The room was stark, white cinderblock walls with a half-dozen small wooden desks facing a larger desk and chalkboard. The lack of windows managed to give it an even more depressing penal feel. I plopped into an open seat, dropped my light backpack on the floor, and turned to face the instructor.
“Today, we will be discussing the foundation of the Union,” said Charles, the history professor. He leaned against his large wooden desk in a casual pose that portrayed both confidence and arrogance in spades. Dark hair and eyes, sharp cheekbones, and a toned body, a model specimen of the Union’s breeding program. In a vain attempt to delay a long afternoon of monotony and conveniently edited events, I sighed, and put my hand up.
Charles ignored me.
“Before the founding of the Union, the world was littered with separate countries. These small powers drove a nearly constant state of warfare, resulting in widespread poverty, and humanitarian abuses. Today, I want us to discuss how these governmental, cultural, social, and economic entities were motivated by greed, racism, and false prophets to enforce their individual wills on all peoples. Saran, if you could read the excerpt on page 325, the third paragraph concerning Manifest Destiny.”

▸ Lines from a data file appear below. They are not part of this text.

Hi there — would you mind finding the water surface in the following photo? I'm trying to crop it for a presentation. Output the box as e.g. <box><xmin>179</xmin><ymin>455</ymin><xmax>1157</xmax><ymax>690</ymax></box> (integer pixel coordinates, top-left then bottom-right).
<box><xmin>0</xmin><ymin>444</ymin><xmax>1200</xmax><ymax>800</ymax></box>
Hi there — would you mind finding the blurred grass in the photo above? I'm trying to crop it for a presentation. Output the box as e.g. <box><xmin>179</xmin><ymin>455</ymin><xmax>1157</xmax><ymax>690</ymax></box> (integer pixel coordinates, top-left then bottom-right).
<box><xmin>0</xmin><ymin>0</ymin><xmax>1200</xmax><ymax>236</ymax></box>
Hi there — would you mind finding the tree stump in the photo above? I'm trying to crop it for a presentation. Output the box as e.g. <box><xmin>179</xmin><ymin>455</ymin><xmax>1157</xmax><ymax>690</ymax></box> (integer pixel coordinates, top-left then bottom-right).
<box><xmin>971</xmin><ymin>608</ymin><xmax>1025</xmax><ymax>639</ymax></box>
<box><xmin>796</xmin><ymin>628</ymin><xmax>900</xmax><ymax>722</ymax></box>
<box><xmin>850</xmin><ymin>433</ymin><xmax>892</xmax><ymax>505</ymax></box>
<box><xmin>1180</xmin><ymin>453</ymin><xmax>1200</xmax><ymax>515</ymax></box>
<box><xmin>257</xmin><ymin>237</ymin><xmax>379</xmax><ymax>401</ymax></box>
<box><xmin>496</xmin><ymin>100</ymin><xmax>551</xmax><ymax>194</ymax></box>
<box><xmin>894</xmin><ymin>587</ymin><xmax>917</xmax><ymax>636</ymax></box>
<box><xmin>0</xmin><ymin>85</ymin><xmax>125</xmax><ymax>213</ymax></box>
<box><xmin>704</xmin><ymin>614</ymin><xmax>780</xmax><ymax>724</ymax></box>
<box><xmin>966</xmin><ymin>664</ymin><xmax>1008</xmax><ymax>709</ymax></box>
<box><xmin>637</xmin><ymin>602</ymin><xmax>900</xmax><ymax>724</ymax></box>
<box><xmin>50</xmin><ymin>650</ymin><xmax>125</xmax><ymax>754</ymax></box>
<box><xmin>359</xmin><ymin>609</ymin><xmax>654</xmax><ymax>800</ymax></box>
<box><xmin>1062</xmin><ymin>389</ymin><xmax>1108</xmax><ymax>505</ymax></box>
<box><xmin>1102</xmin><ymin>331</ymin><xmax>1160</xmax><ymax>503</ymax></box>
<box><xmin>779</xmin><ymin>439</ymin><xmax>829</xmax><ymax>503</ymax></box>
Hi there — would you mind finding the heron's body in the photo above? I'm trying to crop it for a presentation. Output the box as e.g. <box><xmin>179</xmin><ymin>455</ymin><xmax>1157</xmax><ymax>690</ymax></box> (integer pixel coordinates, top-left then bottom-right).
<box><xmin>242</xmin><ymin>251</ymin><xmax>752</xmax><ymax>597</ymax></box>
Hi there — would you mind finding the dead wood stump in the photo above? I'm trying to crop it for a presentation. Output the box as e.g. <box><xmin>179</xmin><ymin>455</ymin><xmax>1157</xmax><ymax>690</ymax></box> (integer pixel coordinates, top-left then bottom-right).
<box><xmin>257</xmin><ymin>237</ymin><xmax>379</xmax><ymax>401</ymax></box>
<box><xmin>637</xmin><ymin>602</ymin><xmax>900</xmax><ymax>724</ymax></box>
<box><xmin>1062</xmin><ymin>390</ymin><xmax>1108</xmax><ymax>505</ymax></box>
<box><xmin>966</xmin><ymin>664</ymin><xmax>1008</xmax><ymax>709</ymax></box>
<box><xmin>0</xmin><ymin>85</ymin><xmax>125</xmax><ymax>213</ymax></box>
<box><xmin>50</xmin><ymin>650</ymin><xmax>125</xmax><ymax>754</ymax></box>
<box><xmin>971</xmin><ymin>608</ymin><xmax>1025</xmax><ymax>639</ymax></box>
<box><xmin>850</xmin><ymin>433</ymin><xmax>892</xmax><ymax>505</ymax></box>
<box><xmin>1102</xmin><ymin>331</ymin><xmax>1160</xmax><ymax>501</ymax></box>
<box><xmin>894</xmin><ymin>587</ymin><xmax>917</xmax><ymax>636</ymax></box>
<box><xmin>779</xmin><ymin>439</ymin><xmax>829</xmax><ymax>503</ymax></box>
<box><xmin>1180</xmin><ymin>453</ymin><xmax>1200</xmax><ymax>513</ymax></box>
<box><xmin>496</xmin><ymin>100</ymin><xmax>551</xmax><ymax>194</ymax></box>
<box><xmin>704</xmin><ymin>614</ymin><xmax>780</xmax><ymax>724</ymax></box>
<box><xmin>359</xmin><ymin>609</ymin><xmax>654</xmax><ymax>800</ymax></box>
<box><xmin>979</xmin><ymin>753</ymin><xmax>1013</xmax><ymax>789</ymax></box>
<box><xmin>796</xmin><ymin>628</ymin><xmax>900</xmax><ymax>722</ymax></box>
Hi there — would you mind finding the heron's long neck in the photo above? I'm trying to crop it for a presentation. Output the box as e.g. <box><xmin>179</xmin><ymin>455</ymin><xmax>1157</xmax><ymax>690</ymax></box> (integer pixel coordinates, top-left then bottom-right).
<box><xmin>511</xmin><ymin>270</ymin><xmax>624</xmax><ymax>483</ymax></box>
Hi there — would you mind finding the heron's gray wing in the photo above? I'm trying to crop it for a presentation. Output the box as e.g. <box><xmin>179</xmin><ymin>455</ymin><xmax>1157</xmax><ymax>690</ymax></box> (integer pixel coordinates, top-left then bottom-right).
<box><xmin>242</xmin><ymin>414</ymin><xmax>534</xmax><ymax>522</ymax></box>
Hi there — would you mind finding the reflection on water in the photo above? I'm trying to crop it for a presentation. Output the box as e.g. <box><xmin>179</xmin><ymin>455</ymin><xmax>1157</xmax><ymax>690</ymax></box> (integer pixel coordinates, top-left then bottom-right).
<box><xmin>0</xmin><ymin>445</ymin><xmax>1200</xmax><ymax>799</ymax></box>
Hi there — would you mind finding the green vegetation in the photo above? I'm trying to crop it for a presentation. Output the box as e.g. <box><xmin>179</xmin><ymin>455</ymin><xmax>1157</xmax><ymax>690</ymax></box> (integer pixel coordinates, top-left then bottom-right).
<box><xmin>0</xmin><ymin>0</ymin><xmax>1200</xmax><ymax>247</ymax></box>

History, or the self-serving fiction of a victorious reactionary authoritarian regime. The Union had started out as a tempting illusion dangled before the people of Earth by a Purist, but it quickly turned into the malignant nightmare he intended. Millions died in the ethnic cleansing Petrov instituted, and even more in the unsuccessful wars to overthrow him. Hundreds of years later, a small group ruled from on high by virtue of the “superiority” of their birth and technological advancement had ground to a screeching halt. Meanwhile, the rest of humanity was withering under the weight of its own impotence.
The distinct crack of submachine gun fire yanked me back into the present. My senses instantly alert to the slightest movement. Another shot rang out, and men’s shouts laced with pain came from the direction of the building’s entrance. The unexpected sounds faded into a misleading tranquility.
“Raid,” I whispered to shatter the pregnant silence.